Sirima Sodiomon B, Nébié Issa, Ouédraogo Alphonse, Tiono Alfred B, Konaté Amadou T, Gansané Adama, Dermé Assetou I, Diarra Amidou, Ouédraogo Amidou, Soulama Issiaka, Cuzzin-Ouattara Nadine, Cousens Simon, Leroy Odile
Centre National de Recherche et de Formation sur le Paludisme (CNRFP), 01 BP 2208 Ouagadougou 01, Burkina Faso.
Vaccine. 2007 Mar 30;25(14):2723-32. doi: 10.1016/j.vaccine.2006.05.090. Epub 2006 Jun 16.
The merozoite surface protein-3 long synthetic peptide (MSP3-LSP) comprises the amino acid sequence 186-276 of the Plasmodium falciparum protein MSP3. It is currently in development as an erythrocytic stage (blood stage) malaria vaccine candidate. We report here the first data on the safety, reactogenicity and immunogenicity of three doses of MSP3-LSP, adjuvanted with aluminium hydroxide, in healthy male adults living in a malaria endemic area.
A phase 1b single-blind controlled trial was performed in the village of Balonghin in Burkina Faso. Thirty male volunteers aged 18-40 years were randomised to receive either three doses of 30 microg MSP3-LSP or 0.5 ml of tetanus toxoid vaccine. The second and third vaccine doses were given 28 and 112 days after the first dose. We followed participants for 1 year.
There were no serious adverse events in either vaccine group. In both groups participants reported local reactions at the site of injection when compared to an earlier trial in European volunteers. Only one systemic adverse event (tachycardia) was identified which occurred immediately after the first vaccination in one individual receiving MSP3-LSP. No clinically significant biological abnormalities following vaccination were observed. Humoral immune responses (IgG, IgG subclasses, IgM) to MSP3-LSP peptide were similar in the two groups following vaccination. Some cell-mediated immune responses appeared to differ between the two vaccine groups. After the second dose of MSP3-LSP, there appeared to be a marked increase in the lymphocyte proliferation index and IFN-gamma in response to stimulation with MSP3-LSP.
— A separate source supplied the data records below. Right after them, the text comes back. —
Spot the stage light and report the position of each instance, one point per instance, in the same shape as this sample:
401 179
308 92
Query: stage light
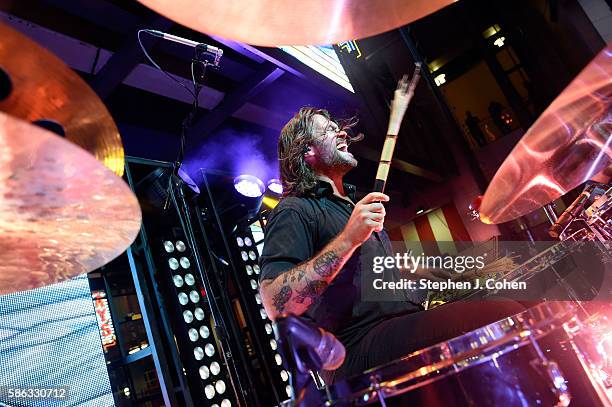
270 202
187 316
193 335
209 391
204 372
204 331
249 185
275 186
178 281
440 79
220 386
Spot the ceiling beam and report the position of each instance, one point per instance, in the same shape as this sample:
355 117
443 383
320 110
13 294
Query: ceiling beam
236 99
101 13
126 59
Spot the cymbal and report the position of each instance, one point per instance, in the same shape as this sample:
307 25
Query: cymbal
294 22
62 212
43 87
568 145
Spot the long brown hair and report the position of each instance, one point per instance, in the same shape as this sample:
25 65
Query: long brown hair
296 136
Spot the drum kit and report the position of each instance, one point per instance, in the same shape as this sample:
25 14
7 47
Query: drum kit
66 211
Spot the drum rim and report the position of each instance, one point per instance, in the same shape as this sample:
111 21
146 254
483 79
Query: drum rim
531 324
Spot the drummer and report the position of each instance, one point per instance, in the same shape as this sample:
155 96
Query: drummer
316 240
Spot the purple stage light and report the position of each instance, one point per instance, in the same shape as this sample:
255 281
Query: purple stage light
249 185
275 186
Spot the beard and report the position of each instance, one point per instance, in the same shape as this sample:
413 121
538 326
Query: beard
343 160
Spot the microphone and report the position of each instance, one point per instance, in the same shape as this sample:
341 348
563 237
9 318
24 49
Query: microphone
213 52
571 212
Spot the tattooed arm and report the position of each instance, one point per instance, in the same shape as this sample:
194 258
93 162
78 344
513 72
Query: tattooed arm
297 288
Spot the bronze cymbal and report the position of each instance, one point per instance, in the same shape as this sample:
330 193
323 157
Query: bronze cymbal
294 22
62 212
569 144
44 87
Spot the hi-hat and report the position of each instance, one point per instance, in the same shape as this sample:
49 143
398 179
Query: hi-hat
569 144
294 22
62 212
37 85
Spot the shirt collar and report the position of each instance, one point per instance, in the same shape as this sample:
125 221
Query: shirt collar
324 188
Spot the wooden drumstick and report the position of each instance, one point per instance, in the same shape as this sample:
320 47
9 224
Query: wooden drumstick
403 95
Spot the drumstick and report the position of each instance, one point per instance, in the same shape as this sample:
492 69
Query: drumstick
401 99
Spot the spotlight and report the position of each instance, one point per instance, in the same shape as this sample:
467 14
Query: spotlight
187 316
168 246
275 186
204 372
173 263
180 246
183 299
193 335
440 79
189 279
178 281
204 331
209 390
220 386
249 185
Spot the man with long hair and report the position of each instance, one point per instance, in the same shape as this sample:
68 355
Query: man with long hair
319 239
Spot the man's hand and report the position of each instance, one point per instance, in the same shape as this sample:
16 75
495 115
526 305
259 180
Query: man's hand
367 217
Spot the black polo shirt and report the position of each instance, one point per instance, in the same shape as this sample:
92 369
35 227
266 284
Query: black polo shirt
297 229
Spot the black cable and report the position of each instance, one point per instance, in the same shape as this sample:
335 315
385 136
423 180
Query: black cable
155 64
187 122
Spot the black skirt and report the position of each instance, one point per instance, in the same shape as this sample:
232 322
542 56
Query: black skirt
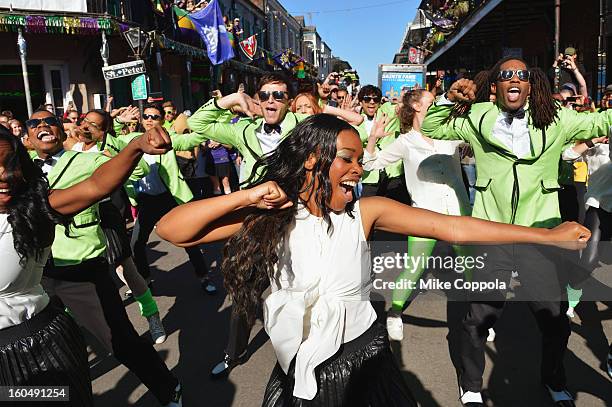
117 239
47 350
362 373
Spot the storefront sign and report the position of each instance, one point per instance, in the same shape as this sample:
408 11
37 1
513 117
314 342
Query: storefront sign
139 88
126 69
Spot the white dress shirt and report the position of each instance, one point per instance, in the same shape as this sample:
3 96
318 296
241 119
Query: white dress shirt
21 295
320 294
432 172
514 136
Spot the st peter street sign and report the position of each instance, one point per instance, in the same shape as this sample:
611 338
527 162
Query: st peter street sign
126 69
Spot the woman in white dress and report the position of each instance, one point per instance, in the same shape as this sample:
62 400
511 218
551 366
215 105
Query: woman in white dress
300 228
40 344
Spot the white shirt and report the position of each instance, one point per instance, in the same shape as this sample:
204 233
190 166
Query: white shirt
514 136
599 189
432 172
320 294
152 183
21 295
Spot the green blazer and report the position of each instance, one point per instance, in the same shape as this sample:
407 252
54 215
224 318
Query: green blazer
168 168
85 238
509 189
212 121
393 170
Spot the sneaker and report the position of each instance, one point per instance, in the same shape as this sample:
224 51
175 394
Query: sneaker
491 336
156 328
610 363
395 328
208 286
177 397
223 368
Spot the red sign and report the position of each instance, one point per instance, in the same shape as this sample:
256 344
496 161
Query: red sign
249 46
These data suggest that three doses of 30 microg MSP3-LSP when administered subcutaneously on days 0, 28 and 112 are well-tolerated by adult males previously exposed to natural P. falciparum infection. They also suggest that MSP3-LSP is able to stimulate an enhanced cell-mediated immune response in individuals with some degree of preexisting immunity.
裂殖子表面蛋白-3长合成肽(MSP3-LSP)包含恶性疟原虫蛋白MSP3的氨基酸序列186 - 276。它目前正作为红细胞期(血液期)疟疾疫苗候选物进行研发。我们在此报告在疟疾流行地区生活的健康成年男性中,三剂用氢氧化铝佐剂的MSP3-LSP的安全性、反应原性和免疫原性的首批数据。
在布基纳法索的巴隆欣村进行了一项1b期单盲对照试验。30名年龄在18 - 40岁的男性志愿者被随机分配接受三剂30微克的MSP3-LSP或0.5毫升破伤风类毒素疫苗。第二剂和第三剂疫苗分别在第一剂后的28天和112天接种。我们对参与者进行了1年的随访。
两个疫苗组均未出现严重不良事件。与早期在欧洲志愿者中进行的试验相比,两组参与者均报告了注射部位的局部反应。仅发现一例全身不良事件(心动过速),发生在一名接受MSP3-LSP的个体首次接种疫苗后立即出现。接种疫苗后未观察到临床上有显著意义的生物学异常。接种疫苗后,两组对MSP3-LSP肽的体液免疫反应(IgG、IgG亚类、IgM)相似。两个疫苗组之间的一些细胞介导免疫反应似乎有所不同。在第二剂MSP3-LSP后,对MSP3-LSP刺激的淋巴细胞增殖指数和干扰素-γ似乎有明显增加。
这些数据表明,在第0、28和112天皮下注射三剂30微克的MSP3-LSP,先前暴露于自然恶性疟原虫感染的成年男性耐受性良好。它们还表明,MSP3-LSP能够在具有一定程度预先存在免疫力的个体中刺激增强的细胞介导免疫反应。